Another of these early Black Nationalists was Laura Adorkor Kofi (also called Mother Koffey), who was born in Accra and moved to the United States of America. She was an important organiser in the Universal Negro Improvement Association for a while and was assassinated in 1828. Also notable in the early African Nationalist Movement were more well-known actors such as Marcus Garvey and W.E.B Dubois.
Garvey and Dubois were hugely influential to the thought and work of early African national leaders such as Julius Nyerere (Tanzania), Sékou Touré (Guinea), and Kwame Nkrumah (Ghana). Nkrumah in particular spearheaded the African Unification efforts, declaring in his speech on the occasion of Ghana’s independence in 1957 that:
“We have won the battle and we again re-dedicate ourselves ... Our independence is meaningless unless it is linked up with the total liberation of Africa”

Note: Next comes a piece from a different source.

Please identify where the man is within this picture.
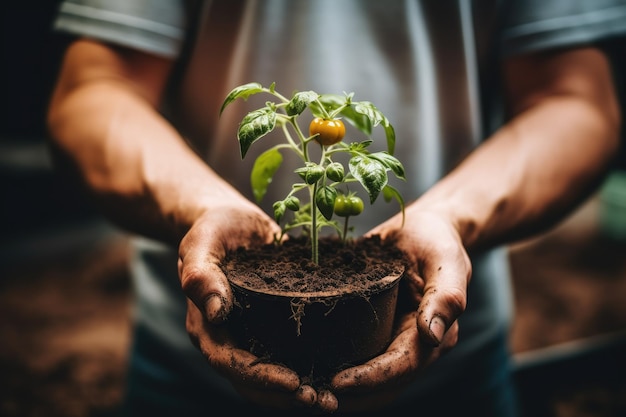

It was therefore in light of this that Nkrumah made Ghana, and Accra in particular a safe place for all committed to the cause of pan-Africanism and Black Nationalism in Africa and all around the world. Accra was a hub of meetings, conferences, tours, official visits, and also importantly a place of rest and refuge for black activists, freedom fighters, and other people who were in a position to be able to travel there.
The first All African People’s Conference, as well as several key meetings leading to its establishment were held in Accra. Also held in Accra was the first Conference of the Women of Africa and African Descent in 1960 the Conference of All African States in 1958, and The Accra Conference of Independent African States in 1958.
At different and sometimes overlapping points in time, famous people such as Maya Angelou, Nelson Mandela, Malcolm X, Martin Luther King Jr, J Max Bond Jr, W. E. B. Du Bois, James Baldwin, Shirley Graham DuBois, George Padmore, and many other less famous Black Freedom Workers from around the world all lived in or visited Accra to strategise, to seek support from Nkrumah, to work to build Ghana, to commune with like-hearted and like-minded people, or also simply to rest for a while.